An exchange hardware fault caused my (always on) broadband connection to drop last night. BOINC 6.2.14 (protected install on XP and Vista) had stopped running on both systems when I checked them this morning.
Looking at stdoutdae.txt it's clear that BOINC didn't detect the network failure and everything was fine as long as it was only attempting scheduler requests. As soon as an upload was added into the equation it crashed.
Here's a scheduler request from stdoutdae.txt after the connection had failed:
29-Jul-2008 00:50:08 [CPDN Beta] Sending scheduler request: To send trickle-up message.
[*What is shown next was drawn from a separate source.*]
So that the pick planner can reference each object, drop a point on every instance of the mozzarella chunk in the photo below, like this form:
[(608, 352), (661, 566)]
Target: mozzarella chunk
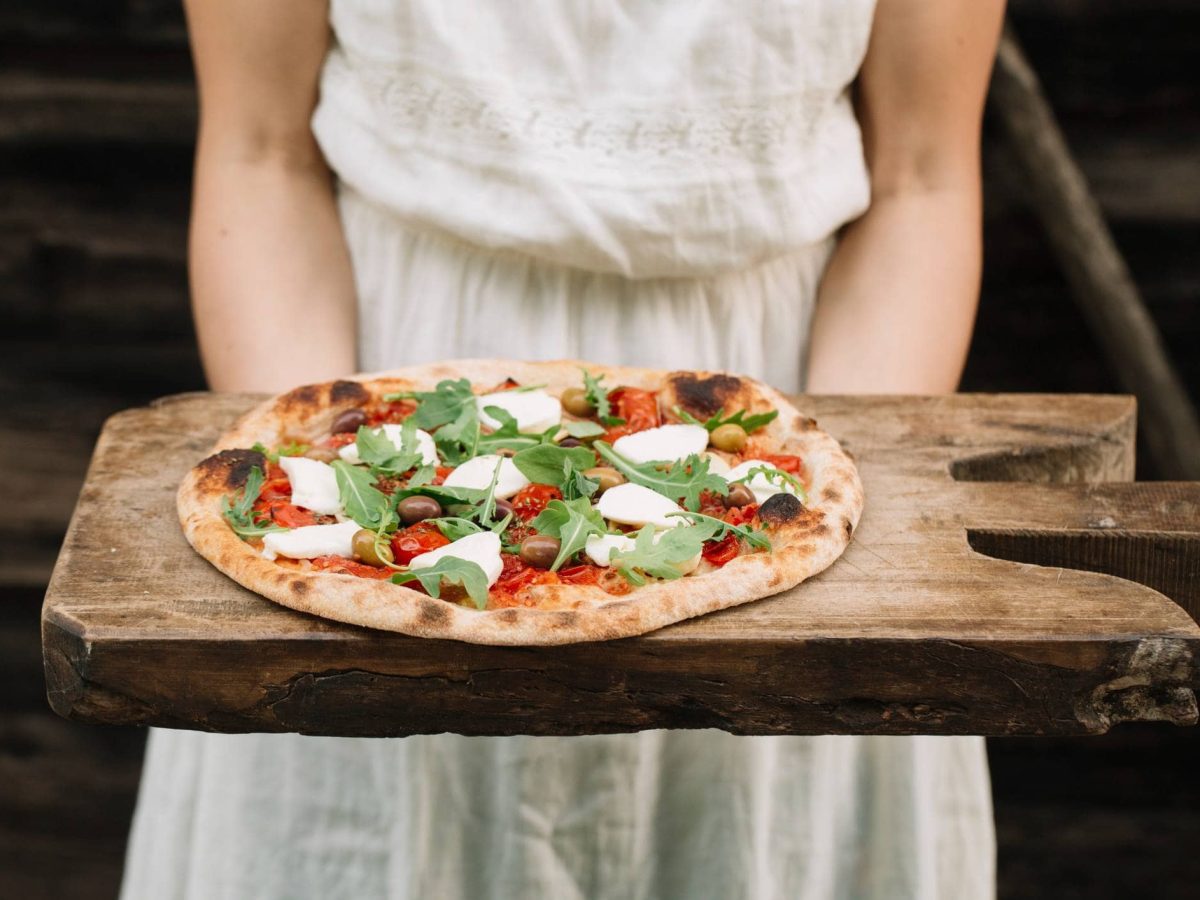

Requesting 0 seconds of work, reporting 0 completed tasks
29-Jul-2008 00:50:11 [---] Project communication failed: attempting access to reference site
29-Jul-2008 00:50:12 [---] Internet access OK - project servers may be temporarily down.
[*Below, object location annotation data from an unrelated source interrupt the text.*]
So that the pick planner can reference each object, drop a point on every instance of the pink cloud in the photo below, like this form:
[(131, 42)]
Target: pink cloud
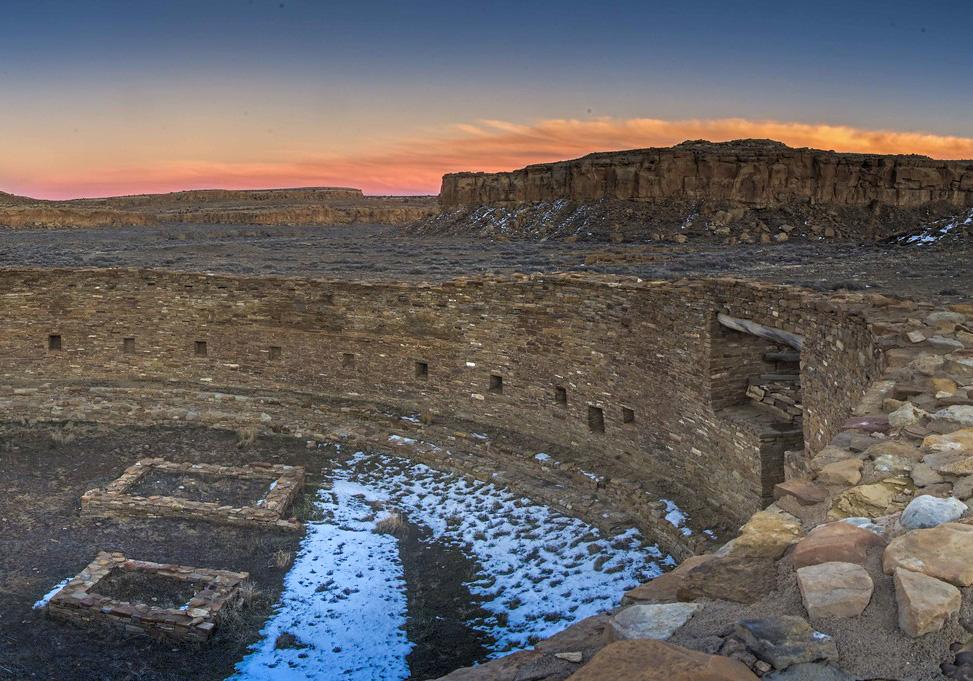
[(416, 165)]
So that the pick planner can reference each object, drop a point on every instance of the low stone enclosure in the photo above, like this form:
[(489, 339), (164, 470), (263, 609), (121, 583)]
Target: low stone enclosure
[(278, 486), (88, 600), (625, 379)]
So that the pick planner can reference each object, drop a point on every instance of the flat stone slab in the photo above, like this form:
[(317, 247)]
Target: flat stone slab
[(928, 511), (835, 542), (657, 621), (649, 660), (196, 621), (925, 603), (284, 483), (944, 552), (835, 589), (786, 640)]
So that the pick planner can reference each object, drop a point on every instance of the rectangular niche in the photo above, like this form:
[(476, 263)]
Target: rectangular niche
[(105, 593), (255, 495), (596, 419)]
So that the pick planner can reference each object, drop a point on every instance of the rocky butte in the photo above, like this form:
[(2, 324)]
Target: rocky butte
[(739, 191), (303, 206)]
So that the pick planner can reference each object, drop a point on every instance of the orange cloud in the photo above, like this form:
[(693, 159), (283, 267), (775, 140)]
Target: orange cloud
[(415, 166)]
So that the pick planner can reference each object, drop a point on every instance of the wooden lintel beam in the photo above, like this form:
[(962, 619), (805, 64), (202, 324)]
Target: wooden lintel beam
[(768, 332)]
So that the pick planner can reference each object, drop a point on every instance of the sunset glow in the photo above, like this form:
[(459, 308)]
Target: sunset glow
[(416, 165), (388, 98)]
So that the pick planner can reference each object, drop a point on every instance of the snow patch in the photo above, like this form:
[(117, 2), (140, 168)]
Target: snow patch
[(43, 600)]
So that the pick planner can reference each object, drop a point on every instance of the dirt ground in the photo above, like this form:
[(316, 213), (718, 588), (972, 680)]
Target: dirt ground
[(375, 252), (43, 540)]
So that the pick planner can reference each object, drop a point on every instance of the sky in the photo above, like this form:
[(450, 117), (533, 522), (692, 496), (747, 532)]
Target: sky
[(99, 97)]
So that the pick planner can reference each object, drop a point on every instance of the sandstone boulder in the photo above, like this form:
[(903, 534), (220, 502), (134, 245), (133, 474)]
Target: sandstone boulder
[(925, 603), (963, 488), (941, 318), (923, 475), (802, 491), (958, 441), (665, 587), (809, 671), (767, 534), (835, 542), (944, 552), (865, 500), (649, 660), (834, 589), (950, 462), (652, 620), (960, 413), (895, 448), (927, 511), (906, 415), (959, 365), (845, 472), (743, 579), (785, 640)]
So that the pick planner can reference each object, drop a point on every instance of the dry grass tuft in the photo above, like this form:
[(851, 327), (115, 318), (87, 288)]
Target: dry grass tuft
[(245, 437), (282, 559), (234, 618), (393, 524)]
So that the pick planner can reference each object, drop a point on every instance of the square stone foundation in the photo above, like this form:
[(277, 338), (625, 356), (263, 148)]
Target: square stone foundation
[(283, 482), (194, 622)]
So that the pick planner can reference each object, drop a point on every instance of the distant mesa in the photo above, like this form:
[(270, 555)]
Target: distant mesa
[(742, 191), (298, 206)]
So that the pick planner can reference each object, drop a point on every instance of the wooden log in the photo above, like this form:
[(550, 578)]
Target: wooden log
[(783, 356), (768, 332)]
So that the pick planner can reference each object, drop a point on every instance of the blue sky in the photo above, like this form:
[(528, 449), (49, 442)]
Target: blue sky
[(342, 77)]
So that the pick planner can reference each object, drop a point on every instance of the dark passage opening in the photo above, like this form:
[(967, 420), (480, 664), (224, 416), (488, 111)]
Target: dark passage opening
[(756, 380), (496, 383), (596, 419)]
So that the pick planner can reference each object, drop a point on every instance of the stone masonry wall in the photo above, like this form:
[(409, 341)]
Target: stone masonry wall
[(491, 351)]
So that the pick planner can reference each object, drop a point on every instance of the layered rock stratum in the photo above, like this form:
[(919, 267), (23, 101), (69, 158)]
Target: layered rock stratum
[(740, 191)]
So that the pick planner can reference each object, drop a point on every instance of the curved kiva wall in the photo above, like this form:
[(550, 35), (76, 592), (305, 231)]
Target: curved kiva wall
[(641, 352)]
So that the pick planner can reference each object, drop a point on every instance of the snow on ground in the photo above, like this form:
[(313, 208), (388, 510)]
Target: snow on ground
[(344, 599), (50, 594), (541, 570), (935, 232)]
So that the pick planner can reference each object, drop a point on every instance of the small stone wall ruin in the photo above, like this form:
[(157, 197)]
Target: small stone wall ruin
[(78, 601), (284, 483)]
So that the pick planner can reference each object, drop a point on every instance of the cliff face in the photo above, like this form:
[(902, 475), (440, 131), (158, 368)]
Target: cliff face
[(308, 206), (758, 174), (742, 191)]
29-Jul-2008 00:50:13 [CPDN Beta] Scheduler request failed: Server returned nothing (no headers, no data)
Note that the reference site check is being made before the scheduler request has failed and is being marked as successful.
The trickle-up and reference file check was retried 9 times before the following sequence when boinc.exe crashed ('normal' scheduler requests take priority over trickle-ups):
29-Jul-2008 02:51:10 [malariacontrol.net] Computation for task wu_133_524_149170_0_1217280246_0 finished
29-Jul-2008 02:51:10 [malariacontrol.net] Sending scheduler request: To fetch work. Requesting 818 seconds of work, reporting 1 completed tasks
29-Jul-2008 02:51:12 [---] Project communication failed: attempting access to reference site
29-Jul-2008 02:51:12 [malariacontrol.net] Started upload of wu_133_524_149170_0_1217280246_0_0
BOINC Windows Runtime Debugger didn't generate any stack traces on the XP system but on the Vista system the trace in stderrdae.txt indicates that the crash was in the libcurl function curl_multi_remove_handle():
BOINC Windows Runtime Debugger Version 6.2.14
Dump Timestamp : 07/29/08 02:51:13
Debugger Engine : 4.0.5.0
*** Dump of thread ID 44492 (state: Waiting): ***
- Information -
Status: Wait Reason: UserRequest, , Kernel Time: 87828560.000000, User Time: 71604456.000000, Wait Time: 19143612.000000
- Unhandled Exception Record -
Reason: Access Violation (0xc0000005) at address 0x0016D9FC read attempt to address 0x27273D84
- Registers -
eax=01e40278 ebx=00d3fe00 ecx=00d3fe00 edx=00001caa esi=27273d74 edi=00000000
eip=0016d9fc esp=0129fda0 ebp=0129fe6c
cs=001b ss=0023 ds=0023 es=0023 fs=003b gs=0000 efl=00010206
- Callstack -
ChildEBP RetAddr Args to Child
0129fe6c 0040c86f 00468c18 00000000 3fc68730 7554eab9 libcurl!curl_multi_remove_handle+0x0
0129fef0 00431e51 00000000 3fc68730 76cae0c5 00000000 boinc!+0x0
0129ff68 0043b467 00000000 001d19a0 76cad1da 00000001 boinc!+0x0
0129ff88 75854911 001d19a0 0129ffd4 76fce4b6 001d19a0 boinc!+0x0
0129ff94 76fce4b6 001d19a0 7dc5be09 00000000 00000000 kernel32!BaseThreadInitThunk+0x0
0129ffd4 76fce489 76cad1b9 001d19a0 00000000 00000000 ntdll!RtlInitializeExceptionChain+0x0
0129ffec 00000000 76cad1b9 001d19a0 00000000 43534552 ntdll!RtlInitializeExceptionChain+0x0
While I was waiting for the faulty line card to be replaced I tried to get BOINC running again on both systems. Shortly after network operations started all tasks stopped running with heartbeat failures:
No heartbeat from core client for 31 sec - exiting
CPDN Monitor - No 'heartbeat' from BOINC...
Tasks could only be kept running by suspending networking until the exchange problem was fixed.